Journal of Physics: Conference Series | 2011
J. K. Nilsen; Salman Zubair Toor; Zsombor Nagy; Alex Read
Chelonia is a novel grid storage system designed to fill the requirements gap between those of large, sophisticated scientific collaborations which have adopted the grid paradigm for their distributed storage needs, and of corporate business communities gravitating towards the cloud paradigm. Chelonia is an integrated system of heterogeneous, geographically dispersed storage sites which is easily and dynamically expandable and optimized for high availability and scalability.

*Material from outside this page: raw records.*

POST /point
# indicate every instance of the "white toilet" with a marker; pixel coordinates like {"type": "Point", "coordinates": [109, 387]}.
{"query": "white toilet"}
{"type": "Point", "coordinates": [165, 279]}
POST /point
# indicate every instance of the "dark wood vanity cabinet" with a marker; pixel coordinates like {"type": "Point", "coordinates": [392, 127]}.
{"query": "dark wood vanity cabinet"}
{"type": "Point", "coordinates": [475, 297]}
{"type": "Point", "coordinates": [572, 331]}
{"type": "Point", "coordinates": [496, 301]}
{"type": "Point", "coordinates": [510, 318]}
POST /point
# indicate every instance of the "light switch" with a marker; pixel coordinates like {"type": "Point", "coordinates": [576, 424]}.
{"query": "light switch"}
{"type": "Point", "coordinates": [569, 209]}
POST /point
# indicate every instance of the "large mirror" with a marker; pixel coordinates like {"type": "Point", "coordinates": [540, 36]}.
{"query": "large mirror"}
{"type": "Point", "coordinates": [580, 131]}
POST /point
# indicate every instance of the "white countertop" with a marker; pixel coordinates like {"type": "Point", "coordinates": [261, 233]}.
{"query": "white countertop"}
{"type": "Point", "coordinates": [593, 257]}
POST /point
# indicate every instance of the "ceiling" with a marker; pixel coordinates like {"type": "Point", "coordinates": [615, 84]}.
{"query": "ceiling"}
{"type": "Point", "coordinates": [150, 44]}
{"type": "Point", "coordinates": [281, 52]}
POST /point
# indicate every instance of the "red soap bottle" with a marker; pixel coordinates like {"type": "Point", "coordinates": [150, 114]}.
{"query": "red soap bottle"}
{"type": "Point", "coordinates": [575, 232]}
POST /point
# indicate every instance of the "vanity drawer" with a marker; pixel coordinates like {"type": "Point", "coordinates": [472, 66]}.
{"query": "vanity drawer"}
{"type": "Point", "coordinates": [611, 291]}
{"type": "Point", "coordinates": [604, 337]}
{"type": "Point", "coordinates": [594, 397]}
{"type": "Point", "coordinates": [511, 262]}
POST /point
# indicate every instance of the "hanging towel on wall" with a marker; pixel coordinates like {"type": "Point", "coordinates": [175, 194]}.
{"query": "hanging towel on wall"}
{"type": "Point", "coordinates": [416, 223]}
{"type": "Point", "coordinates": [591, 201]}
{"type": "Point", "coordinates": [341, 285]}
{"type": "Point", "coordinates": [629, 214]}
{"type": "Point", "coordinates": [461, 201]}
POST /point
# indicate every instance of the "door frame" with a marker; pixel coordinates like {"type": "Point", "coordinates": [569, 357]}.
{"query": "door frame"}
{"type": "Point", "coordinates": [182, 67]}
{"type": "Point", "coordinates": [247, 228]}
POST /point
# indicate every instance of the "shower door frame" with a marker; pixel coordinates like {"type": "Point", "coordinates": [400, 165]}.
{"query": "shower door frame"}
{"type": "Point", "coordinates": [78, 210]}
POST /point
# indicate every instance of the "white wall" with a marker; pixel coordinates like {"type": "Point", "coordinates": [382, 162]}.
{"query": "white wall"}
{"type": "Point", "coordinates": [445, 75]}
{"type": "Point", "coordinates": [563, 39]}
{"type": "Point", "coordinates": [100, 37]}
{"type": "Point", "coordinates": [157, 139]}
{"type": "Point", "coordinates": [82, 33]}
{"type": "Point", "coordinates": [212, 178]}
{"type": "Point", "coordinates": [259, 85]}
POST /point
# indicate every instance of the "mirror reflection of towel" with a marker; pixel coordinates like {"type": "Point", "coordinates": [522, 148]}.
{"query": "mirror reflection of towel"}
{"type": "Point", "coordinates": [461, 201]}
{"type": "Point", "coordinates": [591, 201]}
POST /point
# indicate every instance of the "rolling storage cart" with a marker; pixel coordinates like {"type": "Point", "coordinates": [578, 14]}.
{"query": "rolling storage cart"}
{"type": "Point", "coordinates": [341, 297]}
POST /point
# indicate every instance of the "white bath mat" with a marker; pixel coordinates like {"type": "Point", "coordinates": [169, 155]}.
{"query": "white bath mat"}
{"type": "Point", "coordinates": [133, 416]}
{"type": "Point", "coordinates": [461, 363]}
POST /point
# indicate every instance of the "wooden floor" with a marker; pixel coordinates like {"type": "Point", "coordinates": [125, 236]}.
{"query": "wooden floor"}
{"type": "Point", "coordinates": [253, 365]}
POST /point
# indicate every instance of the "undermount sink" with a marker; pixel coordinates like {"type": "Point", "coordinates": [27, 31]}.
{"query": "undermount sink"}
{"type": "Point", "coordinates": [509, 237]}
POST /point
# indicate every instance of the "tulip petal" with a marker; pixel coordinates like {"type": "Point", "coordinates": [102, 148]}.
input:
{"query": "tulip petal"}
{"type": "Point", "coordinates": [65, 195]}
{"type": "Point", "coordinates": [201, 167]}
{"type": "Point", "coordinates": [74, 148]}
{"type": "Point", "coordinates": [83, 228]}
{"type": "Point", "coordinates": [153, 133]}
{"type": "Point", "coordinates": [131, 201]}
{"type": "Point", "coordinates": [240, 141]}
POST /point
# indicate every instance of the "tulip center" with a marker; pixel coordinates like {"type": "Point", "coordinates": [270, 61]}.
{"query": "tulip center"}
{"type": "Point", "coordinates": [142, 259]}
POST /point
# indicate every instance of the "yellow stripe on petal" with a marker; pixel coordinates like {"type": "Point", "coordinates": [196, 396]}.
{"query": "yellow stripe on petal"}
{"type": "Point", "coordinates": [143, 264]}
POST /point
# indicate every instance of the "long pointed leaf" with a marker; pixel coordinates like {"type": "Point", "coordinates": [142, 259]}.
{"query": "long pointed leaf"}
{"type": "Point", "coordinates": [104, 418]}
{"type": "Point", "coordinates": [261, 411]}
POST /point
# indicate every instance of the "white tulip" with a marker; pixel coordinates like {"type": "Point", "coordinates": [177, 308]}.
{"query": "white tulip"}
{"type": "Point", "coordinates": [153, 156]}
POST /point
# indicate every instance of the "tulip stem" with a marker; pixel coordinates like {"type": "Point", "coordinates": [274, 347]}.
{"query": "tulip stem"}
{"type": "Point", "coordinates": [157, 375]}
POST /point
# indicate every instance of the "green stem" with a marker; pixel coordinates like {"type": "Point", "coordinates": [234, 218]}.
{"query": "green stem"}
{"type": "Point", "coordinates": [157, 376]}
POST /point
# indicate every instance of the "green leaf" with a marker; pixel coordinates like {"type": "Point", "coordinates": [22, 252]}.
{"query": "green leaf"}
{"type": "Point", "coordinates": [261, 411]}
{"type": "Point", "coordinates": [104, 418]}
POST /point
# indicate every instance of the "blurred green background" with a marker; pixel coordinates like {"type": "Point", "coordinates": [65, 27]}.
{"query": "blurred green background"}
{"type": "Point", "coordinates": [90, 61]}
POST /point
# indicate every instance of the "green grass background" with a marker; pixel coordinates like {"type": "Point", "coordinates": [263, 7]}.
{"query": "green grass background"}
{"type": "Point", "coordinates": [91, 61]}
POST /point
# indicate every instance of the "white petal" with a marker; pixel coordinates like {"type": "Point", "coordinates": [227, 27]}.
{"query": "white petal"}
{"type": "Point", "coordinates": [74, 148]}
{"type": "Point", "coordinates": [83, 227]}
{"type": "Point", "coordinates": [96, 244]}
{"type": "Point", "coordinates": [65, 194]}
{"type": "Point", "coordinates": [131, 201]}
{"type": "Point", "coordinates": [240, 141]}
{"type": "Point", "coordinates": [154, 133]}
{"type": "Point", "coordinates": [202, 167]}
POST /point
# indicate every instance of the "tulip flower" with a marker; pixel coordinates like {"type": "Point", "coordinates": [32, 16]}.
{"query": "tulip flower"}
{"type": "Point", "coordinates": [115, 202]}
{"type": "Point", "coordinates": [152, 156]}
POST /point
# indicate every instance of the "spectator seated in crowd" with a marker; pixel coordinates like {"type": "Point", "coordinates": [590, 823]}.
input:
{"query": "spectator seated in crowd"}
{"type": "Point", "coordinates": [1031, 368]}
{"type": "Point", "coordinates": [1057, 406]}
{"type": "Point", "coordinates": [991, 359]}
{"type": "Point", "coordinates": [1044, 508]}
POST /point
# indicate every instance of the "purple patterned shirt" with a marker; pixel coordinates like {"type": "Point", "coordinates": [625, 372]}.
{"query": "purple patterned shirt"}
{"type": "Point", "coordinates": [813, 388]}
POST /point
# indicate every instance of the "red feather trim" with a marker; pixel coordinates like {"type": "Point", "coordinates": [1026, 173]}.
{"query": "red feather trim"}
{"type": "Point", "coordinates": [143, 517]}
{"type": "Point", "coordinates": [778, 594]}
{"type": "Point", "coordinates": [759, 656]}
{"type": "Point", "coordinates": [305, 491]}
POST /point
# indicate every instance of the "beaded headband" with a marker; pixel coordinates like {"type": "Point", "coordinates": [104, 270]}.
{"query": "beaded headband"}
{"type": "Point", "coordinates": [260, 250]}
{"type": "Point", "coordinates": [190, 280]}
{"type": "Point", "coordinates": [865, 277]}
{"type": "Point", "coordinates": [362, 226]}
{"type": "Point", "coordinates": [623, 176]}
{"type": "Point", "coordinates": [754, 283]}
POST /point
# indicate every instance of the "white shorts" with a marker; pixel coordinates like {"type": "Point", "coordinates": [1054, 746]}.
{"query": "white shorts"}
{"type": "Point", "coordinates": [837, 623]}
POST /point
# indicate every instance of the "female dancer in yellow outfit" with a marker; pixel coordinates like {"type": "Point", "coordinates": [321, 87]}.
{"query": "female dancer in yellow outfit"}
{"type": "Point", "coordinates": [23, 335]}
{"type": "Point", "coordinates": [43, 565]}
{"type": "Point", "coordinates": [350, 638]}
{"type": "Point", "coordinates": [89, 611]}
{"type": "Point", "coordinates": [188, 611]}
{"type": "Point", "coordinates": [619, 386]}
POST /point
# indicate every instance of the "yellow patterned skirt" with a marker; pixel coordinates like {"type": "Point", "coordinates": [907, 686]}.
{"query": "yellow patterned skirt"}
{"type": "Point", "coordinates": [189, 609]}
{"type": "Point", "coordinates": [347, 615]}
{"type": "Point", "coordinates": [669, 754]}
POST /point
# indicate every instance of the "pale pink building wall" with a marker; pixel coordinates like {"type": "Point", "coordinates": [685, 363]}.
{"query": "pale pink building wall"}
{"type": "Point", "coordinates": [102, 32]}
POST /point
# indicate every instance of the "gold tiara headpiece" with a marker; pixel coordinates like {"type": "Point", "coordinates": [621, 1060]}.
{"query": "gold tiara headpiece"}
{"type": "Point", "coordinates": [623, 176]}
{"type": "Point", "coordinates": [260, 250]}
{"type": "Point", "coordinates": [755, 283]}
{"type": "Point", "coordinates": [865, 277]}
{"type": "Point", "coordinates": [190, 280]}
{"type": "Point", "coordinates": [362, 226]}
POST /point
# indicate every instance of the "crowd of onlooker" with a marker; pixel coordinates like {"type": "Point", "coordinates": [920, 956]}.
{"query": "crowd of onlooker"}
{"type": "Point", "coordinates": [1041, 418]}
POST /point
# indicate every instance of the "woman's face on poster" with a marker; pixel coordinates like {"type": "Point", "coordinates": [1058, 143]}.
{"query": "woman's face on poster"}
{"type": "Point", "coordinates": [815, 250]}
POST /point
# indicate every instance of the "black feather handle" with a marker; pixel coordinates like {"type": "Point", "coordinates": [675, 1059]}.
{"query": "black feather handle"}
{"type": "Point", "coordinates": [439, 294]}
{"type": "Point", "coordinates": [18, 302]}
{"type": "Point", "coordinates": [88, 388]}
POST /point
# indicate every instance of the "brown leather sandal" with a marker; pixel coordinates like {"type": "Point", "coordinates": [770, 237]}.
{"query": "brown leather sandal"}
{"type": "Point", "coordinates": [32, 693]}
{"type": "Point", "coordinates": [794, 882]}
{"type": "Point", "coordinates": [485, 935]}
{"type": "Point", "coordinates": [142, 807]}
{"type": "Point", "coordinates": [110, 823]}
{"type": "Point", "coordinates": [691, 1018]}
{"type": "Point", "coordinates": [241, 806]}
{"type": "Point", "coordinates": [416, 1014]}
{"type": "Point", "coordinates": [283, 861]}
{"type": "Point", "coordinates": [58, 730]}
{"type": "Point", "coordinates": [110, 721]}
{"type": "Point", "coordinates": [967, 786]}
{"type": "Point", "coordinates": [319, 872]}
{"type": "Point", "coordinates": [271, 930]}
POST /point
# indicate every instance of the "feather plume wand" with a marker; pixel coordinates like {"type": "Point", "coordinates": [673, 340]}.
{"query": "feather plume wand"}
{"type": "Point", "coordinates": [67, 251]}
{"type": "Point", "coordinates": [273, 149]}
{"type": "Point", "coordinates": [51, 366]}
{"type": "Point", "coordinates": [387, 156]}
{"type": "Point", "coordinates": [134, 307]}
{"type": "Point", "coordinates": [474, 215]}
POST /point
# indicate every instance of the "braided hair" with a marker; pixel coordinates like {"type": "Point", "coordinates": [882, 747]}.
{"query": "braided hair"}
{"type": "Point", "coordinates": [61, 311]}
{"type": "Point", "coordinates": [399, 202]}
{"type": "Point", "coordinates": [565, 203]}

The architecture and implementation in term of web-services running inside the Advanced Resource Connector Hosting Environment Dameon (ARC HED) are described and results of tests in both local -area and wide-area networks that demonstrate the fault tolerance, stability and scalability of Chelonia will be presented. In addition, example setups for production deployments for small and medium-sized VOs are described.